Well, that would be a relief. That this is the age of the Curator is hardly big news or even news - people have been moaning about it for a while (including myself in Retromania) and as far as I can tell the very first person to spot this development, and frame it in positive terms, was Brian Eno, in a review of a book about hypertext for Artforum. In 1991.

There are times when it feels like we're going round in circles - a  hyperstasis of thought and critique as much as of cultural production. 
^^^^^^^^^^^^^^^^^
Momus (the singer not the art-crit-site) making reference to "provocateurs like Richard Prince" also reminded me of Our God Is Speed's recent flagging up of responses to Prince's latest / lamest provocation, "Instagrams".

 Peter Schjeldahl notes the "fated"-ness (or less kindly, dire predictability) of his exhibiting " thirty-eight Instagrams harvested from the Internet and inkjet-printed on canvas", for "had Prince uncharacteristically dozed, some other artist was going to notice that Instagram recasts Andy’s proverbial fifteen minutes by urging everybody to be famous fifteen times a day".  The rhetorical question "Is it art?" is followed by "Of course it’s art, though by a well-worn Warholian formula", The real question is: it good or new or interesting or powerful art?  What does it make you feel? Schjeldahl does in fact go on to answers those questions by saying that his reaction to Prince's Instagrams was "something like a wish to be dead—which, say what you want about it, is the surest defense against assaults of postmodernist attitude. Come to think of it, death provides an apt metaphor for the pictures: memento mori of perishing vanity. Another is celestial: a meteor shower of privacies being burnt to cinders in the atmosphere of publicity. They fall into contemporary fame—a sea that is a millimetre deep and horizon-wide."

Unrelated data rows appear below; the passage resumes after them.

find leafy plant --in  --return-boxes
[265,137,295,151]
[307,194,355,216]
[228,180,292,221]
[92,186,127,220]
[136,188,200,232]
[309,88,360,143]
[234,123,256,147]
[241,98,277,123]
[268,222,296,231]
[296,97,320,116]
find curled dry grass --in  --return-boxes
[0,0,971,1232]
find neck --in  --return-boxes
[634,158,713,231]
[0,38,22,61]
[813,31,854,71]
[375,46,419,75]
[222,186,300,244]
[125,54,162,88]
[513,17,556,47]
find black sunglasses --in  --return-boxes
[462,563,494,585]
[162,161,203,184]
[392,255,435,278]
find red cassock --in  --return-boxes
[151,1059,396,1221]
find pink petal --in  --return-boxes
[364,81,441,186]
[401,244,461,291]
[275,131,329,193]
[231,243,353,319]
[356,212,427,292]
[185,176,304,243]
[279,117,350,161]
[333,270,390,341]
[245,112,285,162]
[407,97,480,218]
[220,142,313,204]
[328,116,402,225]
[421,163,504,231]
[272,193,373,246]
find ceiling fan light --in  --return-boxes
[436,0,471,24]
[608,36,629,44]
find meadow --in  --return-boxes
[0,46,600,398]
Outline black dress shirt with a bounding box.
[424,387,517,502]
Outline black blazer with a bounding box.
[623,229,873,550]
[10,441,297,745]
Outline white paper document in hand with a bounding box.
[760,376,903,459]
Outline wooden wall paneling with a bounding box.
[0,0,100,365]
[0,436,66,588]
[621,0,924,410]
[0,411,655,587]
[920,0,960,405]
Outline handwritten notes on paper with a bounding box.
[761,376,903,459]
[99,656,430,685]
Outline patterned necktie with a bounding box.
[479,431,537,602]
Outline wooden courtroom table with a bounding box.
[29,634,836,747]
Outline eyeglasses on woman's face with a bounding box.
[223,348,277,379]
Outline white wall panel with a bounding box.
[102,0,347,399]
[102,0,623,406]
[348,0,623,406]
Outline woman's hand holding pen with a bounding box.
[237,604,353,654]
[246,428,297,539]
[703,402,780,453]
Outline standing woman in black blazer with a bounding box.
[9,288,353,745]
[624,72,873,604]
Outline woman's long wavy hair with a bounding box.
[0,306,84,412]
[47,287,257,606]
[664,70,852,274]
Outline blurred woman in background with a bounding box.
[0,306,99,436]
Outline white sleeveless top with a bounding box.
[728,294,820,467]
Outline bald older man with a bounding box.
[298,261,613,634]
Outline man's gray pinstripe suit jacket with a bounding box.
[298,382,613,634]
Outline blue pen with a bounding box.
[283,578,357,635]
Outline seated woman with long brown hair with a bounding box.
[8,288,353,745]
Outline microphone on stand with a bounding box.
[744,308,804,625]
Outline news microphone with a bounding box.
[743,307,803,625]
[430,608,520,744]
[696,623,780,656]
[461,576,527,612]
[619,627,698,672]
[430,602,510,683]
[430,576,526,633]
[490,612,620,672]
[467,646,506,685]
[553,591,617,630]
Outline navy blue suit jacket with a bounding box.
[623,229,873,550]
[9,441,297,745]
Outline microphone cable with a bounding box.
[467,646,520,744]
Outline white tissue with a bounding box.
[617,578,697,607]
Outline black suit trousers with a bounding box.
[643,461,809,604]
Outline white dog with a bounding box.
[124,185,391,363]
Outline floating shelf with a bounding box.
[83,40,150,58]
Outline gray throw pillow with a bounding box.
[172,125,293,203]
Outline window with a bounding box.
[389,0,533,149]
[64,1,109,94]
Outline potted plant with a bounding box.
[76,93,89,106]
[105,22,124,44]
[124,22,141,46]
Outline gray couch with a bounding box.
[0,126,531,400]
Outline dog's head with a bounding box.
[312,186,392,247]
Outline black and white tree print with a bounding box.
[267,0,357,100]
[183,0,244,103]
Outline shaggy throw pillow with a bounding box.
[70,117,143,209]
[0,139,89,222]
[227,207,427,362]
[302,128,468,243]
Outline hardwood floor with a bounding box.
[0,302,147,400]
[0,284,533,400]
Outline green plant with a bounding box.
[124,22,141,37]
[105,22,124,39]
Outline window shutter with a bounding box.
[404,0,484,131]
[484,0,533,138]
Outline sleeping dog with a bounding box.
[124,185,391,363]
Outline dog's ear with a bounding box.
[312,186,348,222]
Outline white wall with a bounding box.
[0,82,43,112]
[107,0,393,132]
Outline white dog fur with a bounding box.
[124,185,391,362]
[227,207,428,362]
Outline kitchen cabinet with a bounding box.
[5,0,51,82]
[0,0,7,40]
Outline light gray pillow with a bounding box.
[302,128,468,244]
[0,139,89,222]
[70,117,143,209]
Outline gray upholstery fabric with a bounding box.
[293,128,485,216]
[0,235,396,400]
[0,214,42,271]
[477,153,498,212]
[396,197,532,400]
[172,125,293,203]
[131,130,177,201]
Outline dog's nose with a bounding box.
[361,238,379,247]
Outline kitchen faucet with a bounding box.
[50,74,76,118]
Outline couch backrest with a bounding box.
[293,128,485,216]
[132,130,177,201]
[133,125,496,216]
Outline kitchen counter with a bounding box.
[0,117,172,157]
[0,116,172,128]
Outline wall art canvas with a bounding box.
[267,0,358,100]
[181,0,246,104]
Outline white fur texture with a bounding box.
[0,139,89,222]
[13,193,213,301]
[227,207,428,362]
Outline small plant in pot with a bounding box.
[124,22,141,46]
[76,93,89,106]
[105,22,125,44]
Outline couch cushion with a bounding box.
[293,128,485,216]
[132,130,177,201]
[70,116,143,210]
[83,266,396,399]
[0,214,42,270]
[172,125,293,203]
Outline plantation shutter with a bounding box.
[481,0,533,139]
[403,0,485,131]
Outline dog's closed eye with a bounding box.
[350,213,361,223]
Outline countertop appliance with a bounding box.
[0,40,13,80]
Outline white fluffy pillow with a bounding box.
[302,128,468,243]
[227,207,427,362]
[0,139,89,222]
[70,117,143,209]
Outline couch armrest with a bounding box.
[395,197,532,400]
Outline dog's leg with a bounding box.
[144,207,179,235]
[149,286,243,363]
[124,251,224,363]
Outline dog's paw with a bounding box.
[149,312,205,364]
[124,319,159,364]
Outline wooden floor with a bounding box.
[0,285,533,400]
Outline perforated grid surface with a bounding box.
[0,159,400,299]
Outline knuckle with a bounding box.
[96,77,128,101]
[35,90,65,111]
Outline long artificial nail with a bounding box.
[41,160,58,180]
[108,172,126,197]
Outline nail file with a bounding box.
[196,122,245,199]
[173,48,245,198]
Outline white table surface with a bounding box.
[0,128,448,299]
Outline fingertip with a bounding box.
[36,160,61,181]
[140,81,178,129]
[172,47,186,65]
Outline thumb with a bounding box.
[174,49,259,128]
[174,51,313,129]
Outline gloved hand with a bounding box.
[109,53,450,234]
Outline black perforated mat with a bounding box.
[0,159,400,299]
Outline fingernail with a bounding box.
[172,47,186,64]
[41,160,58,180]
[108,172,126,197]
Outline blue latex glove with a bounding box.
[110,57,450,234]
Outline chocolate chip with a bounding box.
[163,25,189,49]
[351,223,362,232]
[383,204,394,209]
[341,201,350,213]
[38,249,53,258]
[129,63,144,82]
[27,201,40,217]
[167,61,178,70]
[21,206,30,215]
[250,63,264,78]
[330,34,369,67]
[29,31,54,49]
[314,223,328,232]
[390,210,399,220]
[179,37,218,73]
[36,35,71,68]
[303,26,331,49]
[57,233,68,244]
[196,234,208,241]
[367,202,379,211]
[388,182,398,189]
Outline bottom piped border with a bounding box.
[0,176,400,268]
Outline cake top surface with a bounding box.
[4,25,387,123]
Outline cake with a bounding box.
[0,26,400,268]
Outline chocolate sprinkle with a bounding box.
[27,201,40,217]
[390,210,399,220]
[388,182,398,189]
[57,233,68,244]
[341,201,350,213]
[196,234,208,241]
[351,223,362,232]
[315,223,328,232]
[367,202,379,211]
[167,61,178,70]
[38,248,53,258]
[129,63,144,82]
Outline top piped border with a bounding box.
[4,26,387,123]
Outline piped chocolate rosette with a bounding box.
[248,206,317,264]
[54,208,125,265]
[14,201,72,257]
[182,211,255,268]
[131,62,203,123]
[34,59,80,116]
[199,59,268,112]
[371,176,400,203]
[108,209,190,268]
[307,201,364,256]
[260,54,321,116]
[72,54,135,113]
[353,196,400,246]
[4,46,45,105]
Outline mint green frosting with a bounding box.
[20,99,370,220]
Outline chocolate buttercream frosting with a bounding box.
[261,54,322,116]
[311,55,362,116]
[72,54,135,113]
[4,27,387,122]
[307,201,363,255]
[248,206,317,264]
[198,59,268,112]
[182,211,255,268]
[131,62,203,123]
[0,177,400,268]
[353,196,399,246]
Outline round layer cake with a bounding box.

Schjedahl's twist on Warhol's "famous for fifteen minutes" as "famous fifteen times a day" recalls nothing so much as Momus's "in the future everyone will be famous for fifteen people" maxim of over two decades ago.  That's the nature of microfame today -- shrunk both in scale and duration, approaching the degree zero of parochial and ephemeral. 

"Wish to be dead" also, if you'll  pardon me, reminded me of anechronosis: my term (anachronism + necrosis) for the "curious 'undead' quality exuded" by retro culture artifacts.  Explaining it an interview, I said: "It's a really unpleasant sensation. Things under the sway of anechronosis are just nothing. You might as well be dead." 


Paddy Johnson is more blunt:  "Richard Prince Sucks"


"The most remarkable feature of the show is that the printouts are reflected perfectly in Gagosian's shiny floor. Thin offerings for anyone who is in possession of a brain....



"We can trace appropriation precedents back to Warhol, and Prince as an early adopter, but who cares? Copy-paste culture is so ubiquitous now that appropriation remains relevant only to those who have piles of money invested in appropriation artists....
"There's no reason for the reproductions to exist, except to make Prince a little cash—the prints are apparently going forup to $100,000 a pop. This makes the show exceptionally vapid. Don't go see it. Don't ever buy the work."